Governor Patrick Njoroge says there is a strong pickup in economic activity and favourable weather conditions

NAIROBI, Kenya, Jul 31 – Central Bank of Kenya projects the country’s economy will grow by 6.2 percent in 2018. 

Governor Patrick Njoroge has attributed the significant acceleration in growth to improved weather conditions and a boost in business and consumer confidence following the conclusion of general elections in 2017.

From the supply side, growth has mainly been driven by a recovery in activities of Agriculture as well as improved output in Wholesale and Retail Trade, Manufacturing, and Real Estate sectors.

In the first quarter of 2018 the economy expanded by 5.7 per cent compared to 4.8 per cent in a similar quarter of 2017.

“We are having a good year so far; there is sustained improvements in economic fundamentals, there’s a strong pickup in economic activity and favourable weather conditions among other gains,” Njoroge told a press briefing ion East Africa’s largest capital city.

Quoting a CBK sponsored survey, Njoroge also revealed that credit to the private sector grew by 4.3 per cent in the 12 months to June 2018, compared to 2.8 per cent in April 2018.
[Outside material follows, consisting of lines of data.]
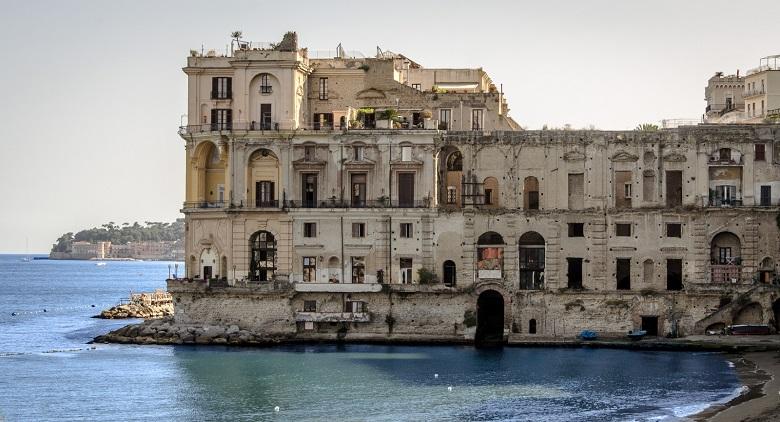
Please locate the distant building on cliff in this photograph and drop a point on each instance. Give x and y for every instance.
(371, 198)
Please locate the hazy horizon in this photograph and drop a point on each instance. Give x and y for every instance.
(95, 92)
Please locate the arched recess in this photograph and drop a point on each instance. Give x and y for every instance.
(648, 272)
(531, 193)
(262, 246)
(263, 179)
(725, 258)
(750, 314)
(265, 102)
(334, 270)
(532, 261)
(449, 273)
(452, 177)
(490, 318)
(209, 264)
(490, 255)
(490, 186)
(209, 174)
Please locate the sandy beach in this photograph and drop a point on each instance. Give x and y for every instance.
(761, 401)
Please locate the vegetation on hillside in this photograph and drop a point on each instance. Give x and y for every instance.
(110, 232)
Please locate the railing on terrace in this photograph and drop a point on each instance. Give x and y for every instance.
(725, 273)
(337, 203)
(205, 204)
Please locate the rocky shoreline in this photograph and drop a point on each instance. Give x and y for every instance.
(137, 310)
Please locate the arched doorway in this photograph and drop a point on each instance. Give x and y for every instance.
(531, 252)
(448, 271)
(263, 258)
(490, 318)
(776, 310)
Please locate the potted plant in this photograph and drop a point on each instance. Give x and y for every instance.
(385, 118)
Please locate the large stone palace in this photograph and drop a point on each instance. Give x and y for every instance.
(374, 199)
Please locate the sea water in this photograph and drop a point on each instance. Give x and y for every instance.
(49, 372)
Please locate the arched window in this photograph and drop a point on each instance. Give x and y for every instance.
(263, 258)
(531, 193)
(491, 191)
(490, 255)
(448, 270)
(531, 252)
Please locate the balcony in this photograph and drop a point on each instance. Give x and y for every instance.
(725, 273)
(332, 317)
(205, 204)
(340, 203)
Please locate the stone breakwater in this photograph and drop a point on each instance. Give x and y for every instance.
(138, 310)
(164, 331)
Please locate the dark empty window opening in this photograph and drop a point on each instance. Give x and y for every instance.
(673, 230)
(674, 274)
(760, 152)
(574, 273)
(622, 229)
(407, 230)
(650, 324)
(309, 229)
(623, 274)
(309, 306)
(576, 230)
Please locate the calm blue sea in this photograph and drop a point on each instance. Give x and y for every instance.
(49, 372)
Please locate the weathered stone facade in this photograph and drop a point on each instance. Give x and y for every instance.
(410, 233)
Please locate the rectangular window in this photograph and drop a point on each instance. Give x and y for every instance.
(265, 86)
(323, 88)
(406, 190)
(623, 181)
(623, 274)
(406, 153)
(407, 230)
(452, 195)
(221, 119)
(221, 88)
(358, 193)
(406, 270)
(358, 153)
(309, 229)
(674, 274)
(576, 191)
(674, 188)
(309, 190)
(476, 119)
(264, 194)
(575, 273)
(673, 230)
(358, 269)
(309, 306)
(760, 152)
(358, 229)
(576, 229)
(445, 118)
(766, 195)
(309, 269)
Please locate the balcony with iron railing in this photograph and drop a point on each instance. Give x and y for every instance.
(342, 203)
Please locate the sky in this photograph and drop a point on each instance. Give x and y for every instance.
(93, 91)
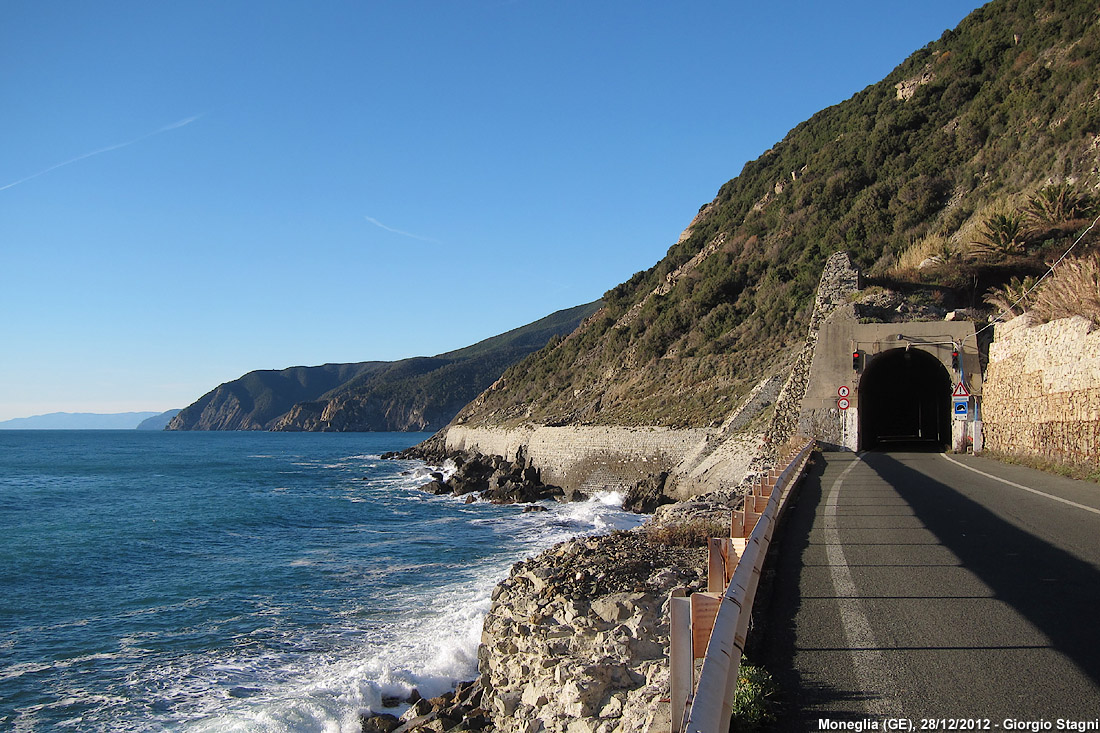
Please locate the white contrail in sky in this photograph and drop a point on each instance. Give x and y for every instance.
(398, 231)
(174, 126)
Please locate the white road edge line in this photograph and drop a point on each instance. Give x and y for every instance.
(1020, 485)
(870, 667)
This was despite the implementation of the 2016 Banking Act that saw the introduction of the interest rates cap – set at 45 per cent above the CBK rate – that has been making it difficult to lend to the sector.

As such, credit to the manufacturing, building and construction, and trade sectors grew by 12.3 per cent, 13.5 per cent and 8.6 per cent respectively.

However reveals that growth was negative in the transport and communication sector, agriculture, and mining and quarry sector.

“Growth in private sector credit is expected to pick up gradually with the continued recovery of the economy,” he said.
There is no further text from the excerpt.